|
|
|
|
|
by titzer
1956 days ago
|
|
I worked on both V8, Wasm, and Wasm in V8. The two have separate goals. V8's priority for JavaScript is to run the trillions of lines of JavaScript code found in the wild well and to support the language's evolution. It is no longer primarily about top-level throughput performance on computational kernels. Wasm has the goal of high, predictable performance for numeric-heavy, legacy-, and low-level code. Wasm is also focused on bringing more languages to the web that could reasonably be accomodated by a compile-to-JavaScript approach. |
|
The word legacy is a bit biased here. From where I'm sitting, Javascript as implemented by browsers is increasingly the legacy language. Even most javascript webapps are actually transpiled to it. It's a compilation target more often than something people write natively. And as such it is used because until WASM came along, it was the only viable way to run anything on the web.
WASM provides developers a better compilation target that can ultimately support just about anything and already is used to run a wide variety of languages that have the ability to target it (in various stages of completion and maturity). Most mainstream languages at this point basically.
And of course WASM is not limited to the web.
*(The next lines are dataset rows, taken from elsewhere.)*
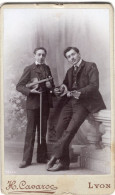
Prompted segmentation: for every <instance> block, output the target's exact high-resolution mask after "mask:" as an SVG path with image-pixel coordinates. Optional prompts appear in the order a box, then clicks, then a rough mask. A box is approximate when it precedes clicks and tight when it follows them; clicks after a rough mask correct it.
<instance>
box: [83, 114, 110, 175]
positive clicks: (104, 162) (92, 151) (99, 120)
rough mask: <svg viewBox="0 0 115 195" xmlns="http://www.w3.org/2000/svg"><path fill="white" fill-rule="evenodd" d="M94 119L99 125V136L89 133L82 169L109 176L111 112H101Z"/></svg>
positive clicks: (94, 117)
mask: <svg viewBox="0 0 115 195" xmlns="http://www.w3.org/2000/svg"><path fill="white" fill-rule="evenodd" d="M93 118H94V119H95V122H96V123H97V124H98V133H97V136H96V134H95V133H93V132H91V131H90V132H89V133H88V136H87V139H88V141H89V144H87V145H86V146H84V147H83V148H81V167H83V168H87V169H90V170H94V171H97V172H101V173H106V174H107V173H110V160H111V155H110V154H111V153H110V143H111V139H110V128H111V112H110V111H109V110H101V111H99V112H98V113H95V114H93ZM93 118H92V119H93ZM92 121H93V120H92Z"/></svg>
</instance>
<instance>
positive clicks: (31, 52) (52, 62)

It's also showing up in edge computing solutions pushed by e.g. Digital Ocean, Cloudflare, etc. Many node.js applications can leverage WASM as well. It's probably used in a fair amount of desktop applications using electron, like VS Code for example. People are even experimenting with embedding wasm in operating system kernels and firmware even. It turns out that performance and sandboxing are very desirable properties in lots of places.
So, it's a general purpose runtime intended to sandbox and efficiently run just about any code. Including javascript interpreters ultimately. My prediction is that the latter will happen before the end of this decade and that Javascript will lose its status as a special language that is exclusively supported in browsers in addition to WASM. It will allow browser creators to focus on optimizing and securing WASM instead of WASM + Javascript.